Let’s face it, it’s the 1970’s and we are; on the whole, British Leyland knocking up rust buckets which break down every few hundred miles for no reason at all.
My parents had several of these and they were, without exception, shit.
One of the most significant leaps forward in the automotive industry over the past couple of decades has been the instrumentation of many parts of the car along with complex electronic management systems to monitor and fine tune performance. Now when you open the bonnet (hood) all you see is a large plastic box screaming “Do not open!”.
And if you look really carefully you might find a naff looking SMART socket when an engineer can plug his computer in to get more data out. The car can tell him which bit is broken and probably talk him through the procedure to fix it…
Meanwhile, back in the IT industry…
It’s high time we applied some of the lessons from the failed ’70s automotive industry to the computer systems we build (and I don’t mean the unionised industries).

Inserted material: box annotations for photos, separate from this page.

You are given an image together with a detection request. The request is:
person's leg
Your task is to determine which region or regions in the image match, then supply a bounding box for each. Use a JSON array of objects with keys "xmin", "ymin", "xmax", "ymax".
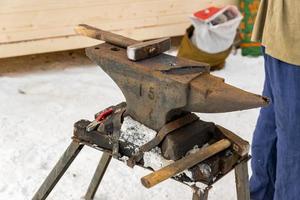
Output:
[
  {"xmin": 250, "ymin": 52, "xmax": 277, "ymax": 200},
  {"xmin": 271, "ymin": 58, "xmax": 300, "ymax": 200}
]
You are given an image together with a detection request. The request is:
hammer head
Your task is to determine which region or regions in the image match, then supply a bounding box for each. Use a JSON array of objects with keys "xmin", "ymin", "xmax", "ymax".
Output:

Instrument your code!
For every piece of code, for every component part of your system, you need to ask, “what should I monitor?”. It should go without saying that you need to log exceptions when they’re raised but you should also consider logging:
- Time-spent (in milli or microseconds) for potentially slow operations (i.e. anything that goes over a network or has time-complexity risks).
- Frequency of occurrence – Just log the event and let the monitoring tools do the work to calculate frequency.
- Key events – Especially entry points into your application (web access logs are a good place to start), startup, shutdown etc. but also which code path requests went down.
- Data – Recording specific parameters or configuration items etc. You do though need to be very careful here as to what you record to avoid having any personal or sensitive data in log files – no passwords or card numbers etc…
- Environment utilisation – CPU, memory, disk, network – Necessary to know how badly you’re affecting the environment in which your code is homed.
If you can scale the application horizontally you can probably afford the few microseconds it’s going to take to log the required data safely enough.
Then, once logged you need to process and visualise this data. I would recommend decoupling your application from the monitoring infrastructure as much as possible by logging to local files or; if that’s not possible, stream it out asynchronously to somewhere (a queue, Amazon Kinesis etc.). By decoupling you keep the responsibilities clear and can vary either without necessarily impacting the other.
You then need some agent to monitor the logged output and upload it to some repository, a repository to store the data and some means of analysing this data as and when required.
Using tools like Kibana, ElasticSearch and LogStash – all from Elastic – you can easily monitor files and visualise the data in pretty much real-time. You can even do so in the development environment (I run ElasticSearch and Kibana on a Raspberry Pi 2 for example) to try to understand the behaviour of your code before you get anywhere near production.
So now when that production problem occurs you can see when the root event occurred and impact it has across numerous components without needing to go through change-control to get more data out whilst the users suffer yet another IT failure. Once you know where to look the problem is 9 times out of 10 fixed. Dashboards can be set up to show at a glance the behaviour of the entire system and you’ll soon find your eye gets used to the patterns and will pick up on changes quite easily if you’re watching the right things.
The final step is to automate the processing of this data, correlate it across components and act accordingly to optimise the solution and eventually self-heal. Feedback control.
With the costs of computing power falling and the costs of an outage rising you can’t afford not to know what’s going on. For now you may have to limit yourself to getting the data into your enterprise monitoring solution – something like Tivoli Monitoring – for operations to support. It’s a start…
Without the data we’re blind. It’s time we started to instrument our systems more thoroughly.